東京・銀座の歌舞伎座は4月2日、新装開場してから1周年を迎える。新たな「歌舞伎の殿堂」は俳優らの熱演に加え、バリアフリー化や土産物の充実など観客重視の設備が評判を呼び、1年間の観客数が130万人を超えた。興行主体の松竹は手応えを感じ、ブームに終わらせないよう、俳優は舞台の一層の充実に向け気を引き締めている。

 ▽自信

 「実は不安感を持っての出発だった」と松竹の安孫子正専務は振り返る。再開場前、中村勘三郎さん、市川団十郎さんという人気俳優が相次いで世を去ったからだ。

 だが、1年間に及んだ「こけら落とし」公演では人間国宝の尾上菊五郎さんらベテランが活躍し、若手も意欲的に取り組んだ。古典とともに新作歌舞伎も上演した。

 年間観客数は目標だった110万人を上回り、安孫子専務は「面白い芝居をし続ければ、歌舞伎は安定していけると感じている」と自信も深めたようだ。

 演劇評論家の上村以和於さんは「特に最初の3カ月は第一線の俳優の大顔合わせで、今の歌舞伎の頂点を見せてくれた」と評価。今後は「若手が主軸の公演を増やしつつ、ベテランと組ませて、脇の重要な役をきちんと演じさせることも大事」と説く。

 ▽2年目

 外観や舞台の規模などは旧歌舞伎座とほぼ同じだが、内部はエレベーターやスロープなどバリアフリー化が進んだ。

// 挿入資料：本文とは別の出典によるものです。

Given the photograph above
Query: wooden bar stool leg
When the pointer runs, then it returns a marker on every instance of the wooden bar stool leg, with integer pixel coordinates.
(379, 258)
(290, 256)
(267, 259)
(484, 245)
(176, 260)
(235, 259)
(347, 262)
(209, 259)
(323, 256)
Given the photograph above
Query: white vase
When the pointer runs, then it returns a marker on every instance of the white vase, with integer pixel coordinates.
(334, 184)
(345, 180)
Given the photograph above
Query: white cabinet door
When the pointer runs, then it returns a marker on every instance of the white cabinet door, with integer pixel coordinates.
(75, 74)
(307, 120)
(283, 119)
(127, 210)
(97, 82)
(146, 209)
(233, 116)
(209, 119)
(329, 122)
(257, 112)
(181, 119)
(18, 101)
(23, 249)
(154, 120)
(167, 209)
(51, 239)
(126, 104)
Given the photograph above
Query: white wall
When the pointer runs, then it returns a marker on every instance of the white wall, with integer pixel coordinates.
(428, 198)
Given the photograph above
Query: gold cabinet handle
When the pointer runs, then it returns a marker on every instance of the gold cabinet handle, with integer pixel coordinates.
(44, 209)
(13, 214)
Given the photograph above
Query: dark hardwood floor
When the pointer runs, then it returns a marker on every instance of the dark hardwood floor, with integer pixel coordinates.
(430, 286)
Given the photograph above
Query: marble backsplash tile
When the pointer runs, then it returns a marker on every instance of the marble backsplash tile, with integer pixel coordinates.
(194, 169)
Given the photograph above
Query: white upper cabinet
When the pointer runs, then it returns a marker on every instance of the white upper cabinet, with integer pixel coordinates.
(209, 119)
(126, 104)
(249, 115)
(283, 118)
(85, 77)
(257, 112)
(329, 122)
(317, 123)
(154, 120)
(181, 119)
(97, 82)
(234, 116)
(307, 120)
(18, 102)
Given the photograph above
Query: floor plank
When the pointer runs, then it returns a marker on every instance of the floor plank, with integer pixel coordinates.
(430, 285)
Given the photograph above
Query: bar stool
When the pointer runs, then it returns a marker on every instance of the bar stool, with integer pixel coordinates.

初めて歌舞伎座で観劇したという愛知県知多市の70代の女性は「トイレへの経路が確保されていて、イライラせずにすんだ」と、満足げにツアーのバスに乗り込んだ。

 松竹は、開場2年目の目玉商品や新企画を発表。隈(くま)取りをプリントした手拭いに包んだ菓子、歌舞伎座の幕の色をモチーフにしたエクレアなど色とりどりの商品をそろえた。

 これらの商品は、観劇チケットがなくても劇場地下広場の土産物店などで購入できる。松竹の武中雅人常務は「地下広場から(安価な)一幕見席へ、いずれは1階席で歌舞伎を見てもらえれば」と期待を込める。

 ▽危機感

 再開場直後の3カ月間、連続出演した菊五郎さんは「いつ客足が落ちるのか、危機感を持ってやっています」と冷静だ。再開場に伴うブームで初めて訪れる人たちを逃がしてはいけないと力を込める。「これからはより中身が問われる」とさらなる意欲を示す。

 ◆歌舞伎座

 1889年に開場、火災や戦災に遭うたびに建て直されてきた。1951年に開場した旧歌舞伎座は、戦後の歌舞伎公演の中心となり、老朽化のため2010年に閉場した。13年4月再開場の現歌舞伎座は高層のオフィスビルを併設。屋根の意匠「唐破風(からはふ)」などは旧歌舞伎座を踏襲し、最新の舞台装置などを取り入れた。